Are you targeting a predetermined level of capital at a specific age or simply providing funds to help them buy their first car, pay for higher education or their wedding? Are you looking to move assets from your estate for IHT purposes? When will the money in your plan need to be available to your children and grandchildren?
Once your objectives, timescale and budget have been established, you can start to consider investment options and the level of risk, if any, you wish to take.
3. Manage investment risk
Different types of asset tend to perform well in different market conditions. By broadening your plan’s exposure across a range of asset classes, the fluctuations caused by common economic events can be smoothed out.
From an investment perspective, should your plan cover a short time horizon, it is best to only take a small level of risk in order to reduce exposure to potential losses. Conversely, should your plan cover a medium to longer time horizon, taking on more risk could drive up growth potential.
4. Apply tax efficiency
Applying tax efficiency to your plan may also help to drive up returns and a sensible starting point would be to consider ISAs, such as the Junior ISA, with its generous allowance of £9,000 ($12,700) per child.
For children / grandchildren aged between 18-40 and considering purchasing their first home or looking to provide an additional source of wealth in retirement, the Lifetime ISA offers a good solution, with one of the key benefits being the 25% government bonus (up to a maximum of £1,000) added to each contribution.
If the thought of your children / grandchildren being able to access these funds freely does not appeal to you, then the use of your own ISA allowance would prove invaluable. It allows you to control when and how much money is paid over to them.
Alternative tax advantage options include Premium Bonds. Whilst they promise no guaranteed return, they do offer a secure and safe option. Pensions are also a very good long term investment option with tax relief available on any contribution on behalf of your children / grandchildren. For those in a position to make larger payments, the use of trusts offers an opportunity to both move funds outside of your estate and oversee how these funds are to be dispersed.
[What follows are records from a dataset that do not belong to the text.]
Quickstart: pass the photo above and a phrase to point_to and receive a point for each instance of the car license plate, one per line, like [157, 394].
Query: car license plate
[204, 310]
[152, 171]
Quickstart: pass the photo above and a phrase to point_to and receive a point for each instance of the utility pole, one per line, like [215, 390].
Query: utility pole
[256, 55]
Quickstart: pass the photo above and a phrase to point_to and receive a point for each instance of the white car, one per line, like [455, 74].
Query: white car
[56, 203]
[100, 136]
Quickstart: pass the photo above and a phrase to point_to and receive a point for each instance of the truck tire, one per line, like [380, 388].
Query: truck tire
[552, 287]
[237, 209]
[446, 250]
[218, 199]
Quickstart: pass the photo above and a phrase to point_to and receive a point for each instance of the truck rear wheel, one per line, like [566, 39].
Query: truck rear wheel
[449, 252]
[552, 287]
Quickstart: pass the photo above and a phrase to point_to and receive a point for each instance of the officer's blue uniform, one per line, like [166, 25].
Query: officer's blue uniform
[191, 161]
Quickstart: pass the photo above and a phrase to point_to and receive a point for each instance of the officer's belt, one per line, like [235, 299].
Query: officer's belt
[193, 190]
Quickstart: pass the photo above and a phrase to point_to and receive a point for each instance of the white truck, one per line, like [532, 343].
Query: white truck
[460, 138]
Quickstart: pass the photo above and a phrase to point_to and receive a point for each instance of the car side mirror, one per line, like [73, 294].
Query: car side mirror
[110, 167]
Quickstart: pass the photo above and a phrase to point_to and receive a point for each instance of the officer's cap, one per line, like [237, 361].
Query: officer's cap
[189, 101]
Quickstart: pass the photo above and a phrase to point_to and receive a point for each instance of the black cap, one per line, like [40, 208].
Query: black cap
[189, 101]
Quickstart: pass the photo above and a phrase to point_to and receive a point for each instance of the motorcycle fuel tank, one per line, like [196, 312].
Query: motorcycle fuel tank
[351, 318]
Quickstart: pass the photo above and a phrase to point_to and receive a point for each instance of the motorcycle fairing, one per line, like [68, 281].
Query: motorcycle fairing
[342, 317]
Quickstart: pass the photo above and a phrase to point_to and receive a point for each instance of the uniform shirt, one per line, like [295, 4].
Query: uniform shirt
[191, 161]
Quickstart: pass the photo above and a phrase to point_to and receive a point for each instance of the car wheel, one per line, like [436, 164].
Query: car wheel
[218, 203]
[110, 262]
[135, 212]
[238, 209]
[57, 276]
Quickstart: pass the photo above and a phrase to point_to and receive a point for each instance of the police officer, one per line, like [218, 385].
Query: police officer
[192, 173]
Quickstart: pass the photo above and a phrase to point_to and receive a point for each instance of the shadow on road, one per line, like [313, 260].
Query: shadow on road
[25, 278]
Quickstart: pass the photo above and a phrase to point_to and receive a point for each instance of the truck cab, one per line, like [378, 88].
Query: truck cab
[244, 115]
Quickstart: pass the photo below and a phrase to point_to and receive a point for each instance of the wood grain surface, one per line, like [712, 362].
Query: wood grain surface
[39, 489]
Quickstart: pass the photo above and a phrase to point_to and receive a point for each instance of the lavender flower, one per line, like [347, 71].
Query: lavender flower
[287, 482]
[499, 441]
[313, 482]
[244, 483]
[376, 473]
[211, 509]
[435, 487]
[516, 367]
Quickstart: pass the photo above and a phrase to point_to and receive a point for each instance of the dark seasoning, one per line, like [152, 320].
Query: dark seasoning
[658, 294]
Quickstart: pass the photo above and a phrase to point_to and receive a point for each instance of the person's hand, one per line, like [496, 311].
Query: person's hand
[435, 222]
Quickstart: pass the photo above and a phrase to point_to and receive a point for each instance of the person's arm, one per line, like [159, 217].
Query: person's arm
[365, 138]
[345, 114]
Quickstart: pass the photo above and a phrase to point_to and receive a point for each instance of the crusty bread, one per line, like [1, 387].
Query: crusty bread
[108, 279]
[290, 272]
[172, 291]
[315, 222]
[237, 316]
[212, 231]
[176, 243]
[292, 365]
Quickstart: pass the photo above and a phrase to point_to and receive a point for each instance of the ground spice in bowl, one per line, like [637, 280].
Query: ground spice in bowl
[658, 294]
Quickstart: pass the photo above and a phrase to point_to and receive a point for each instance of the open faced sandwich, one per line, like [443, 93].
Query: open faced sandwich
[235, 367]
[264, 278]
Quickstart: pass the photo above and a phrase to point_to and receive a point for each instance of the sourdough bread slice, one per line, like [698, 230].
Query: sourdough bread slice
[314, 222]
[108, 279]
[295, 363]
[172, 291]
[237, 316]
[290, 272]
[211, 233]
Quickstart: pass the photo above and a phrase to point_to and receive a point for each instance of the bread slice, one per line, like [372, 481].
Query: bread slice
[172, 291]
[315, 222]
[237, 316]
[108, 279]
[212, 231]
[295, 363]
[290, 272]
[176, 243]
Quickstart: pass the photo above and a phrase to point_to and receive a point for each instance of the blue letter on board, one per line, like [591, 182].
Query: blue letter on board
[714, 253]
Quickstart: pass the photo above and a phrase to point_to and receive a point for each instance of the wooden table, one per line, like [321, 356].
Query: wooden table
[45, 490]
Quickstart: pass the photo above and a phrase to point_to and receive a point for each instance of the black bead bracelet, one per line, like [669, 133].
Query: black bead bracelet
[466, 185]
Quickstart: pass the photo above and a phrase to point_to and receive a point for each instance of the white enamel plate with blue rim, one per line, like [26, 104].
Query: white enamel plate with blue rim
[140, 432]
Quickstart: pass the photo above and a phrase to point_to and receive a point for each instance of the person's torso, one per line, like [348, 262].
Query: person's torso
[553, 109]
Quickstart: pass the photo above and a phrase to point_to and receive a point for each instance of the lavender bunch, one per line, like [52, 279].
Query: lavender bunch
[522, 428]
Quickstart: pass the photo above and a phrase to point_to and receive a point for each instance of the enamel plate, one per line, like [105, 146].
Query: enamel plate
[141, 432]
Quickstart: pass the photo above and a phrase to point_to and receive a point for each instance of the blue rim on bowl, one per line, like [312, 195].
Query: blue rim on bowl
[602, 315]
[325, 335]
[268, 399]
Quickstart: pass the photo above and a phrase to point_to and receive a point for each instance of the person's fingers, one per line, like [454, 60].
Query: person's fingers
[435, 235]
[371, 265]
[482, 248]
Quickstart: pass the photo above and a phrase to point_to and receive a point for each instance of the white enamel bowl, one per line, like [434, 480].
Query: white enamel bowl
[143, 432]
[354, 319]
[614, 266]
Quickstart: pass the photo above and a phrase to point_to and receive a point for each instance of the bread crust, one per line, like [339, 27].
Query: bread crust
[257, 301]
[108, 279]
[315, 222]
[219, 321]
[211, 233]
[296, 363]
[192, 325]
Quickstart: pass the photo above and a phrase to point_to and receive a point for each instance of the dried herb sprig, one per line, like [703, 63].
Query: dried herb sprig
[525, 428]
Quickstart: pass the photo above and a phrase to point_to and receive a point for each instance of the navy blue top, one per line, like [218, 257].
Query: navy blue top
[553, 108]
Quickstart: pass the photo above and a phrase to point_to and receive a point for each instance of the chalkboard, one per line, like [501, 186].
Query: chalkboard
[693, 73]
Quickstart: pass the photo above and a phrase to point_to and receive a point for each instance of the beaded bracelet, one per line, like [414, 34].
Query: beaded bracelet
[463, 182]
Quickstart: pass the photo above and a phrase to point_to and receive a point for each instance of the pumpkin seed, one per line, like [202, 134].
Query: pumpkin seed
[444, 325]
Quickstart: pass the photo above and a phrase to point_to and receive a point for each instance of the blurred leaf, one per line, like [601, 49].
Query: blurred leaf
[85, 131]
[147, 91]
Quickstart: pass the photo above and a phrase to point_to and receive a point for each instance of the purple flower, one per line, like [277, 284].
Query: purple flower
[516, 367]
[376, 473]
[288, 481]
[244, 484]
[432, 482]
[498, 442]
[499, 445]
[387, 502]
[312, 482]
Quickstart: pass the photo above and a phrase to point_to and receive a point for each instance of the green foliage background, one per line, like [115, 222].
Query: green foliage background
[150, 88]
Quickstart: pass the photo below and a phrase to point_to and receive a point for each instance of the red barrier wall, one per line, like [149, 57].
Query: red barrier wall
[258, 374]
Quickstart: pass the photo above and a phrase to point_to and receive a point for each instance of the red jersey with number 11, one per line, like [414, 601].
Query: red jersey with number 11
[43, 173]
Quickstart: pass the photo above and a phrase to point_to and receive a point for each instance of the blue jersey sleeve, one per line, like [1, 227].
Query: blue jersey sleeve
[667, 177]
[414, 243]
Similarly, an annual gift of up to £3,000 or regular gift out of normal expenditure may serve to benefit all parties, with the recipient profiting through increased wealth and the donor profiting through the reduction of their estate for IHT purposes.
Reviewing your plan on a regular basis will allow you to check whether you are on track to achieve your objectives or if further planning is needed.
Given the uncertain and often volatile last 12 months, financial aspirations and long-term goals may have altered without it registering. Regularly reviewing your investment strategy allows you to amend the risk levels as well as contribution levels as your objectives come closer to fruition.
6. Seek financial advice
Finally, the value of paying for financial advice should not be underestimated.
A study conducted by the International Longevity Centre and supported by Royal London concluded that in comparison to those who took no advice, individuals who did between 2001 and 2006 benefited from an average increase in the value of their assets by some £48,000 after 10 years.
Engaging with a financial planner may prove to be the shrewdest move in planning for your children’s and grandchildren’s future.